Stacking Insurance Policies – New Landmark Case in California
- January 7, 2009
- Paladin Law Group® LLP
- 0 Comments
By Bret A. Stone and John R. Till
On January 5, 2009, the Court of Appeal of the State of California, Fourth Appellate District filed a 76-page opinion permitting insurance policyholders to “stack” multiple years of coverage to obtain recovery for a continuous loss. The case arises out of the notorious Stringfellows Acid Pit site where a federal court ordered the State of California to pay for the cleanup of the hazardous waste site; a cost that could be as much as $700 million. State of California v. Continental Ins. Co. (2009) Case No. E041425 (Cal. Ct. App., 4th Dist. January 5, 2009).
“Stacking” means treating multiple policies that apply to a single loss as cumulative – as a “stack” of coverage – rather than as mutually exclusive. The Court adopted the all-sums approach – each insurer is liable up to the amount of the entire continuing loss as a result of an occurrence of bodily injury or property damage spanning multiple policy periods, subject only to its own policy limits. Thus, even though there is only one occurrence, the insured is entitled to recover against each insurer up to the limits of the insurer’s policy triggered by the continuing loss.
For the past decade, insurers have relied on FMC Corp. v. Plaisted & Cos. (1998) 61 Cal. App. 4th 1132 for the proposition that an insured cannot stack limits across policy periods, but the Court of Appeal found the reasoning of FMC flawed and its holding outside the mainstream of California case law. Instead, the Court of Appeal found that an anti-stacking rule would give a windfall to the insurers. Under the remedy FMC came up with, the insured could choose any one policy (i.e., the one with the highest limits) and recover up to the limits in effect for that one period. Once the insured did so, however, it was barred from recovering the excess under any other policy. Nevertheless, any one insurer who did pay up to its policy limits would still be entitled to contribution from all the other insurers. Thus, in the end, the insurer would not actually have to pay its full policy limits. Accordingly, the insurers would benefit from the fact that the insured purchased multiple policies covering multiple periods. The insured, who made the prudent choice, would not.

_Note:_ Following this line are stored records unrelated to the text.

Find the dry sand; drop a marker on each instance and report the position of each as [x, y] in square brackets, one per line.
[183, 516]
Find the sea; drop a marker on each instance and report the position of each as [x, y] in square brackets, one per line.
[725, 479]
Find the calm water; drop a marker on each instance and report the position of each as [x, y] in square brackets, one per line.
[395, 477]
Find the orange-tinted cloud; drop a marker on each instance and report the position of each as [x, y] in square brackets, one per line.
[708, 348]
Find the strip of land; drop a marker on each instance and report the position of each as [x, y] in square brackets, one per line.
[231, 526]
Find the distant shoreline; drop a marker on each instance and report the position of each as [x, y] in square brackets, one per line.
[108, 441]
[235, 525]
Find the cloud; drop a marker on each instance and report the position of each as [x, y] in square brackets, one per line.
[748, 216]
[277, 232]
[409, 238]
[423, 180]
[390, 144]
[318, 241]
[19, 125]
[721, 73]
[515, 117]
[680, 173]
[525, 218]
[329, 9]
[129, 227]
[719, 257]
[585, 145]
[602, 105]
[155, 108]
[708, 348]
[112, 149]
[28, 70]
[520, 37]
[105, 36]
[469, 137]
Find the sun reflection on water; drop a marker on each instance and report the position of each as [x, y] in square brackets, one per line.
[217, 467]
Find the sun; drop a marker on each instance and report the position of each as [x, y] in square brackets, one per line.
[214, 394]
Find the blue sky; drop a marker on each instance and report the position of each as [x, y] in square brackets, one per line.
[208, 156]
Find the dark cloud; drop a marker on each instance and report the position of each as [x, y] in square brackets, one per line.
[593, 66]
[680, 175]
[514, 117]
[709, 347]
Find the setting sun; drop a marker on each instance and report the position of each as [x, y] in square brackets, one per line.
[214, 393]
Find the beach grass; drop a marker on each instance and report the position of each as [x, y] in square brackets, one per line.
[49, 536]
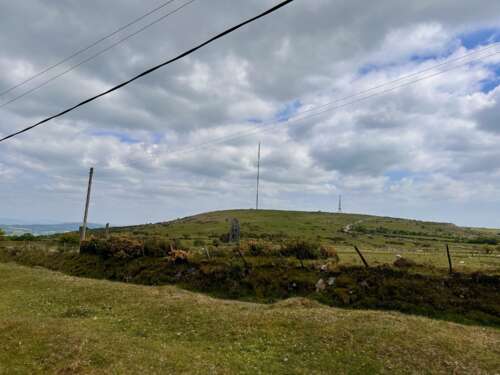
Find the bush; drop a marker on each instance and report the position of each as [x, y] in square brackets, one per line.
[301, 249]
[328, 252]
[115, 247]
[23, 237]
[157, 247]
[178, 257]
[257, 248]
[179, 244]
[199, 242]
[69, 238]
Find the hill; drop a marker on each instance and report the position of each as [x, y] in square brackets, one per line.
[52, 323]
[382, 238]
[42, 229]
[306, 224]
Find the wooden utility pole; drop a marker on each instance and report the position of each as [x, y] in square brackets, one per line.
[85, 215]
[258, 179]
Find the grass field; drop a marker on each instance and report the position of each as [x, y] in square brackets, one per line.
[52, 323]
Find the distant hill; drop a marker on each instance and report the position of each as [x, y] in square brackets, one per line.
[43, 229]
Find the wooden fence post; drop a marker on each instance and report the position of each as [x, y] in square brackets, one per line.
[361, 256]
[449, 259]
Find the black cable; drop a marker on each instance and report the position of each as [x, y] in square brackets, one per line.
[324, 107]
[149, 71]
[79, 52]
[92, 57]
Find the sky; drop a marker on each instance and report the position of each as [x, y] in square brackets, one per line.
[183, 140]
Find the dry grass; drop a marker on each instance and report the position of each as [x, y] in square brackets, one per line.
[51, 323]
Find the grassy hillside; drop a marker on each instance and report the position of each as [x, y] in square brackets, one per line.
[381, 238]
[51, 323]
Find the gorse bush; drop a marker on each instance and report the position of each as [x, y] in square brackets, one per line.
[328, 252]
[157, 247]
[258, 248]
[199, 242]
[69, 238]
[301, 249]
[115, 247]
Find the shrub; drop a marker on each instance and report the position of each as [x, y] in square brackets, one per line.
[179, 244]
[328, 251]
[69, 238]
[404, 263]
[178, 257]
[301, 249]
[157, 247]
[257, 248]
[199, 242]
[23, 237]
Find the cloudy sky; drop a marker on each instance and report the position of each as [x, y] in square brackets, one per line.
[318, 82]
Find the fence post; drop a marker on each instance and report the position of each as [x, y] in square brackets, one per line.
[449, 259]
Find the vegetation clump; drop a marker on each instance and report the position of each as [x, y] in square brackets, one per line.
[115, 247]
[302, 250]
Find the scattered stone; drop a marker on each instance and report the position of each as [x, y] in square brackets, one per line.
[320, 285]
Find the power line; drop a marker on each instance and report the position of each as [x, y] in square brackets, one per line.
[151, 70]
[120, 41]
[79, 52]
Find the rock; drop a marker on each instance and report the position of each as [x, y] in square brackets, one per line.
[320, 285]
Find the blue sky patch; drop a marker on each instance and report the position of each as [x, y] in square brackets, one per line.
[491, 83]
[123, 137]
[480, 37]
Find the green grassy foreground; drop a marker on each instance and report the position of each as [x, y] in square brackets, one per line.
[52, 323]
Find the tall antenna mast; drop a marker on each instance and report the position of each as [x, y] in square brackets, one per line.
[258, 179]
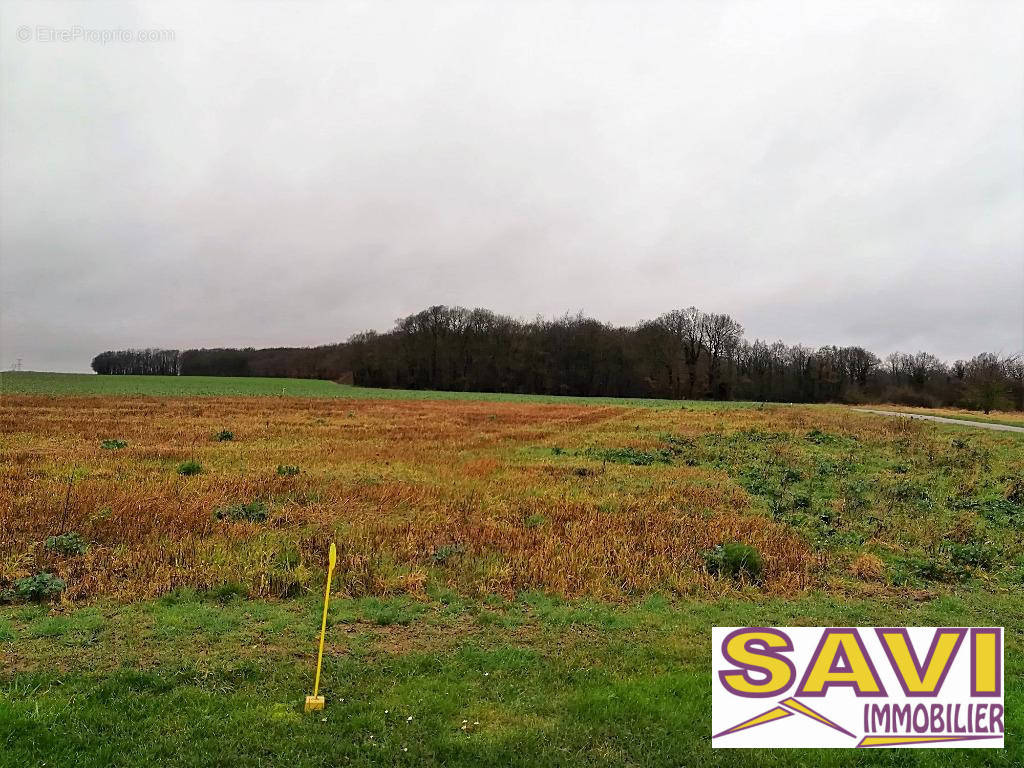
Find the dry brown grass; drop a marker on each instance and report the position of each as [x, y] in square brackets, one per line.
[467, 493]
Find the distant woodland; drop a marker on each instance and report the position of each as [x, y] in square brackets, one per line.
[686, 353]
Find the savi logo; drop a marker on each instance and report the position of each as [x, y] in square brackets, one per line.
[857, 687]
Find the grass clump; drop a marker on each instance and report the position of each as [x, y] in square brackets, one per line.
[189, 468]
[67, 544]
[633, 457]
[252, 512]
[735, 560]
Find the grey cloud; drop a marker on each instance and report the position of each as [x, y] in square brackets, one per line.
[290, 174]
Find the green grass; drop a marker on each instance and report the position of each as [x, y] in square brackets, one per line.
[193, 681]
[225, 386]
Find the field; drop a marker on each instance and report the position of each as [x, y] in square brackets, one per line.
[544, 573]
[226, 386]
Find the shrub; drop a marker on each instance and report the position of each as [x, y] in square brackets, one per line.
[735, 559]
[67, 544]
[189, 468]
[37, 588]
[252, 512]
[867, 567]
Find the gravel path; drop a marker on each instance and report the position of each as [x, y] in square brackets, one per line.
[942, 419]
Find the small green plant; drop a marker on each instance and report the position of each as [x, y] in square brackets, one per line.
[67, 544]
[189, 468]
[442, 554]
[229, 592]
[975, 554]
[735, 560]
[37, 588]
[252, 512]
[633, 457]
[1015, 489]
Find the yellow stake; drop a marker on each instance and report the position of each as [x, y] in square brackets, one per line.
[314, 701]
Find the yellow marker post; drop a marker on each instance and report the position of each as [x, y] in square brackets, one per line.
[315, 701]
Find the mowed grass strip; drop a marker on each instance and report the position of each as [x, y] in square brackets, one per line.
[190, 680]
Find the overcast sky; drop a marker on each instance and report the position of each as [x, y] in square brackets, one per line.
[288, 174]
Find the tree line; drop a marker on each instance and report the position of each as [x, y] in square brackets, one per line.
[685, 353]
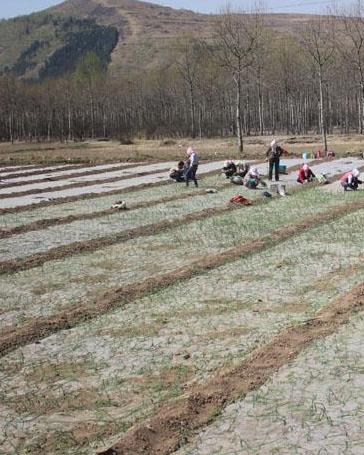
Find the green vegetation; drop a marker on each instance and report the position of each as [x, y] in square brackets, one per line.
[49, 45]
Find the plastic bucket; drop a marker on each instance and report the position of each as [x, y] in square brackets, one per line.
[273, 187]
[282, 169]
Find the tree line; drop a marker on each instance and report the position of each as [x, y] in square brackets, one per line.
[247, 79]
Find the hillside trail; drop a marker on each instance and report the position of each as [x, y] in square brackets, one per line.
[130, 35]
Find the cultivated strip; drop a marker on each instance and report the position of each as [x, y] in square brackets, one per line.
[91, 245]
[174, 423]
[39, 328]
[26, 172]
[80, 184]
[133, 186]
[67, 175]
[45, 223]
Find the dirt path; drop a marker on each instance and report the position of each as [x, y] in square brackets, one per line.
[173, 424]
[39, 328]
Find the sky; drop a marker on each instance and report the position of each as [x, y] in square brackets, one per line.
[12, 8]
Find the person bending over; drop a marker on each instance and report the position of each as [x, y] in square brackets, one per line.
[305, 174]
[351, 180]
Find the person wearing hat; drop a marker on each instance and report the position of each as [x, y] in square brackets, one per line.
[177, 173]
[351, 180]
[193, 166]
[273, 157]
[305, 174]
[229, 169]
[253, 178]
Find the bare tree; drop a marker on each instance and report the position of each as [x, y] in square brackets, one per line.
[238, 38]
[318, 41]
[351, 45]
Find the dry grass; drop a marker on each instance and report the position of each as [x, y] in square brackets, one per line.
[155, 150]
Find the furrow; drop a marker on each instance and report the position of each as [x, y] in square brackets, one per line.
[40, 328]
[173, 424]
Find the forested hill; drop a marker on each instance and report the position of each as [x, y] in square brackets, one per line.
[130, 35]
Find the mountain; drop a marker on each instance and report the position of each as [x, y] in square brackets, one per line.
[128, 35]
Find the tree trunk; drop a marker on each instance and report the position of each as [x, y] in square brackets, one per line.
[322, 114]
[239, 133]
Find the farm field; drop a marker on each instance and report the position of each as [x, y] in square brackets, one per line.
[184, 324]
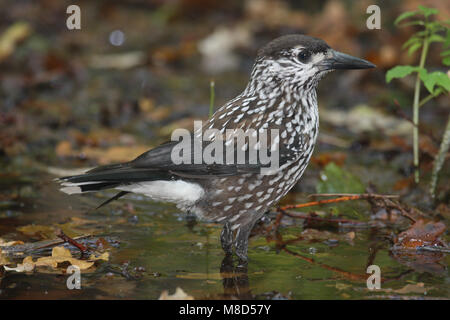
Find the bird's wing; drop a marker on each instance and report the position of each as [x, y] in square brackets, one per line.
[157, 164]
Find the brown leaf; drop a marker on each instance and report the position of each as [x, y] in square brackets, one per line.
[421, 233]
[178, 295]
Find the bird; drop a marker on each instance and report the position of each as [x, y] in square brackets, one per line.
[280, 96]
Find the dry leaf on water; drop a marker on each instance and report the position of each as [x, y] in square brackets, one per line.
[59, 255]
[421, 233]
[178, 295]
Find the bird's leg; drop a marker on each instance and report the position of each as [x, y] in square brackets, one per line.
[226, 238]
[241, 242]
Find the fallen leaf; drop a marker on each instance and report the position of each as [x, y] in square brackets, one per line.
[421, 233]
[178, 295]
[45, 232]
[26, 266]
[59, 255]
[11, 37]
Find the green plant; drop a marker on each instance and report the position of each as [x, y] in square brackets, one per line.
[436, 82]
[211, 97]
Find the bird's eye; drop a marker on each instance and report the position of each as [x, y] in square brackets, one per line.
[304, 56]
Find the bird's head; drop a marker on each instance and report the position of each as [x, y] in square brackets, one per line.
[300, 61]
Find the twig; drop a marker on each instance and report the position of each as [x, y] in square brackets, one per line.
[66, 238]
[433, 249]
[309, 217]
[361, 195]
[342, 197]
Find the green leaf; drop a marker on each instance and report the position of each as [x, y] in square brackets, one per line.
[400, 72]
[334, 179]
[414, 47]
[428, 11]
[436, 38]
[447, 39]
[405, 15]
[446, 61]
[413, 23]
[411, 41]
[430, 80]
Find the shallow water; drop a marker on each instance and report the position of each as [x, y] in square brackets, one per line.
[153, 248]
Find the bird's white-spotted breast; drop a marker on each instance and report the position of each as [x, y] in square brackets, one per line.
[293, 112]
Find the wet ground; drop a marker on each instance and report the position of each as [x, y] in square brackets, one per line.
[62, 112]
[154, 247]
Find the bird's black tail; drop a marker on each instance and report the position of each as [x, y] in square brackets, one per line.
[108, 177]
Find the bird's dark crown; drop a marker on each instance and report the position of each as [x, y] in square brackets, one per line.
[274, 48]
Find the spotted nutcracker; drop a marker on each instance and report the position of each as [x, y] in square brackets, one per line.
[281, 95]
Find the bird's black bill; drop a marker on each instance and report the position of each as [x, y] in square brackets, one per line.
[340, 60]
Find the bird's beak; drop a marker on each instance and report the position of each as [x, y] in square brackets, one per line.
[339, 60]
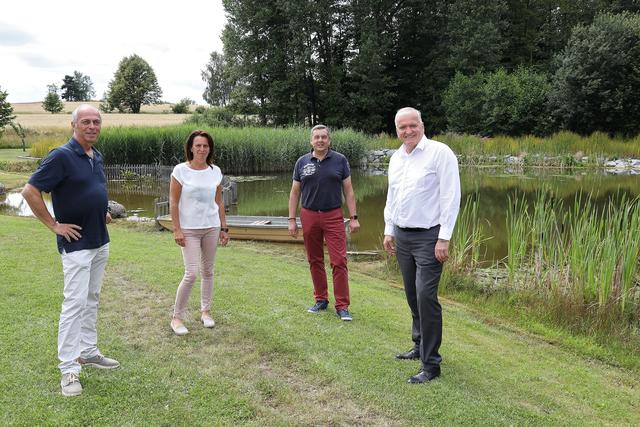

The Court of Appeal also pointed out that sometimes it is the insurer who argues for stacking. For example, when an excess carrier requires horizontal exhaustion of all applicable primary policies before the excess policy kicks in. As a general rule, California requires horizontal exhaustion. Vertical exhaustion, where the limits of just one particular primary policy must be exhausted for the excess policy provides coverage applies only if the excess policy provides that it is excess to a specified primary policy. This is true even when the primary policies apply to different policy periods. While technically the horizontal exhaustion rule only governs the relationship between the primary and excess insurers, it necessarily implies that the insured, too, is entitled to stack the primary policies; otherwise, primary policies would never be exhausted.
After finding all anti-stacking arguments and authorities unpersuasive, the Court of Appeal concluded that the policy language (consistent with standard form policies) and California law entitled the State to stack the policy limits of all applicable policies across all applicable policy periods.
This ruling empowers policyholders to recover the full benefits of what they paid for. Policyholders can no longer be strong-armed by insurers to force them to accept just one policy limit from one policy period. In the context of continuous harm cases involving environmental contamination, toxic torts, and asbestos exposure, it means that insureds will have much larger limits to settle claims or pay for judgments.
Finally, it should be noted that another appeal arising out of the same trial court case, State of California v. Underwriters at Lloyd’s of London (2006) 146 Cal. App. 4th 851, was set for oral argument before the California Supreme Court on January 8, 2009 (Case No. S149988). There, the same appellate court addressed the burden of proof of an insured to show the scope of damages attributable to a covered “sudden and accidental” event and criticized insurer-friendly cases such as Golden Eagle Refinery Co. v. Associated Intl. Ins. Co. (2001) 85 Cal. App. 4th 1300, and Lockheed Corp. v. Continental Ins. Co. (2005) 134 Cal. App. 4th 184 as being “unreliable” and “incompatible” with the California Supreme Court’s decision in State Farm Mut. Auto. Ins. Co. v. Partridge (1973) 10 Cal. 3d 94. If the Supreme Court’s decision agrees that Partridge’s concurrent cause analysis is the rule, proof of just one “sudden and accidental” release in an indivisible harm case may be sufficient for the insured to obtain recovery of all damages including those caused by events that were not sudden and accidental. This one-two combination would be a welcomed victory for policyholders.